This is essentially the same race condition as in YARN-5901, that is, resourcemanager.getServiceState() == STATE.STARTED does not guarantee resource manager is fully started.
Uploading the same fix as for YARN-5901. If this unreliable check is used often in the code base, we could extract it as a util method.
This message was automatically generated.
Do we get any test failure without this change ? IIUC client will retry if the service address is unreachable.
You however are right about service state being set before RM actually starting.
Yes, we have seen consistent failures on some of our machines. My guess is the thread that starts the resource manager is always delayed on that platform. It is delayed so much so that client cannot reach the sever even with 10 retries.
Okay...The fix makes sense. Let me have a closer look.
Haibo Chen, previously we were throwing IOException if RM did not change to STARTED state.
So shouldn't we check result of CountDownLatch#await and if its false, throw an IOException as that will indicate RM has not yet started.
My bad.

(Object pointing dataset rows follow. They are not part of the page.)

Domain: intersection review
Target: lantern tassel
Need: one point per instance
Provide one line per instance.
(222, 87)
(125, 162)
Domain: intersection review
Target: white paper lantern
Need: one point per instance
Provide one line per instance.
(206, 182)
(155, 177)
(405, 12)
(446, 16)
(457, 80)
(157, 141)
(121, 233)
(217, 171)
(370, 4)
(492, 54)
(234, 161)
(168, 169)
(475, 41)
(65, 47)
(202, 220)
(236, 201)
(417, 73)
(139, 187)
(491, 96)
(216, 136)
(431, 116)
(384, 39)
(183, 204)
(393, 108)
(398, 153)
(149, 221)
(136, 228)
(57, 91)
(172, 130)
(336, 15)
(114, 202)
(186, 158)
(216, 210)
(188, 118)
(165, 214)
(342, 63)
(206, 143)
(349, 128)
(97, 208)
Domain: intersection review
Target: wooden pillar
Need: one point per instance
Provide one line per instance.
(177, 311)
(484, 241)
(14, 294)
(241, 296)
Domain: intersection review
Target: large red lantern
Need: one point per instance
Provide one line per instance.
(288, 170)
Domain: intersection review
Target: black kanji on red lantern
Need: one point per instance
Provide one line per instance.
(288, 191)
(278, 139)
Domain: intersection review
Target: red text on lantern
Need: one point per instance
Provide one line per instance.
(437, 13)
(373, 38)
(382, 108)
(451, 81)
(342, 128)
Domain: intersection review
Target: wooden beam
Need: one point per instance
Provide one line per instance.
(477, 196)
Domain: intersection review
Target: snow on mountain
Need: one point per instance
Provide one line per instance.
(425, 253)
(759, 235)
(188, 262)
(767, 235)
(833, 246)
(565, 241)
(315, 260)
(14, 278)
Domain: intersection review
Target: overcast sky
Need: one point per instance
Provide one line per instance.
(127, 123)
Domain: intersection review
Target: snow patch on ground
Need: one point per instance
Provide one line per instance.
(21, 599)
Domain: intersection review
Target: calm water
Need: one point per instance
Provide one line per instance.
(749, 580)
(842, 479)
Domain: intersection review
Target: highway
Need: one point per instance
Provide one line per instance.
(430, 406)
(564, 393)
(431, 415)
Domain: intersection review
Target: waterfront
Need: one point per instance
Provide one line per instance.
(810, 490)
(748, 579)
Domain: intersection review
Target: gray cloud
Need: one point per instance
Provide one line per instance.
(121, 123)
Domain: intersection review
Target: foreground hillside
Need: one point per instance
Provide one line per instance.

I incorrectly interpret the CountDownLatch API. WIll update the patch incorporate your comments.
Probably we can make changes consistent with changes in YARN-5901.
Upload another patch to make it consistent with YARN-5901 as Varun Saxena suggested.
+1 pending Jenkins.
Will commit it later today unless there are further comments.
FAILURE: Integrated in Jenkins build Hadoop-trunk-Commit #11030 (See https://builds.apache.org/job/Hadoop-trunk-Commit/11030/)
YARN-5903. Fix race condition in (varunsaxena: rev 38e66d4d64f3c2e2bb43d8e5dca3866d672322b6)
Committed to trunk,branch-2.
Thanks Haibo Chen for your contribution.